All of the travelers were kept in Earth-like conditions inside the biosphere, the only difference was lunar micro-gravity and radiation. 

Scientists hoped that the lifeforms inside the LME all together would manage to create a micro ecosystem, with plants producing oxygen and food, fruit flies as consumers and yeast acting as decomposers.

The 2.6-kilogram mini biosphere maintained air pressure of one atmosphere and a constant temperature of 25 °C. What else do you need to blossom?

The cotton seeds did sprout, providing an inspiring photo released by China National Space Administration in January.


Image taken from inside the LME on Jan.7th, showing the first cotton seed sprouting. Credit: CNSA/Chongqing University

However, only cotton has demonstrated some positive results, other species weren’t ready to contend with less than 17% of Earth gravity. Or maybe they needed more time.

Even the most viable species had zero chances to survive the upcoming night: allegedly, during that first long, frozen lunar night (which lasts about 14 Earth days), the biosphere’s thermal control had a malfunction, temperature inside could drop as low as -190 °C and the young sprouts, as well as the still-unhatched flies froze to death.

However, the show must go on, so the experiment continued until May to test the longevity of the device itself.
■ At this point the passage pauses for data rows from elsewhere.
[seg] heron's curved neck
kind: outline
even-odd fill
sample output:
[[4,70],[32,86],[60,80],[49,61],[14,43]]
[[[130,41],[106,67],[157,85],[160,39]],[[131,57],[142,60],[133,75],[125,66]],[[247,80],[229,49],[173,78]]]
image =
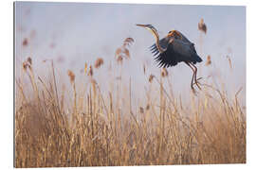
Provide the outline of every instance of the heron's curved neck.
[[155,35],[155,40],[156,40],[156,42],[155,42],[156,48],[159,50],[160,53],[163,53],[164,49],[160,46],[158,33],[156,31],[155,31],[155,30],[152,30],[152,32]]

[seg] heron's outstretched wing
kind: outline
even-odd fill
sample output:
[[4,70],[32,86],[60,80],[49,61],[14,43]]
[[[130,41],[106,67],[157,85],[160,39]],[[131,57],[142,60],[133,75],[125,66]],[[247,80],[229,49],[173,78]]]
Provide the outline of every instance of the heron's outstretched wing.
[[[192,63],[202,61],[201,58],[196,54],[193,43],[183,41],[180,39],[170,38],[169,42],[166,43],[167,39],[163,39],[159,42],[165,42],[167,48],[163,53],[160,53],[156,45],[152,45],[152,52],[155,53],[154,56],[157,55],[155,60],[158,61],[160,67],[174,66],[181,61],[189,61]],[[163,45],[163,44],[162,44]]]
And now the team behind the experiment is busy writing scientific papers based on the obtained results.

Recently, the team of researchers released a 3D reconstruction based on image processing and data analysis of what was happening inside the LME. According to the reconstruction, two cotton leaves have grown during the experiment on the far side of the Moon, rather than one as was initially thought.

So maybe the experiment didn’t go as hoped, but the team is looking forward to the next Moon mission, scientists hope to send more lifeforms, maybe more complex species. 

As the experiment’s chief designer, Xie Gengxin of the Advanced Technology Research Institute at Chongqing University, shared that initially the team wanted to send small tortoise on the voyage to the far side of the Moon. However, the original plan couldn’t meet mission requirements: the weight of the probe demanded that the weight of the whole experiment doesn’t exceed 3 kilograms. 

There was another reason to drop this idea: ‘Even though it is very meaningful to choose tortoise, the oxygen inside the payload can only be used for about 20 days for turtles,’ shares Xie. So turtles would either die of asphyxia or freeze to death. Luckily for the turtles, all of their brothers and sisters stayed on the planet and didn’t participate in the experiment.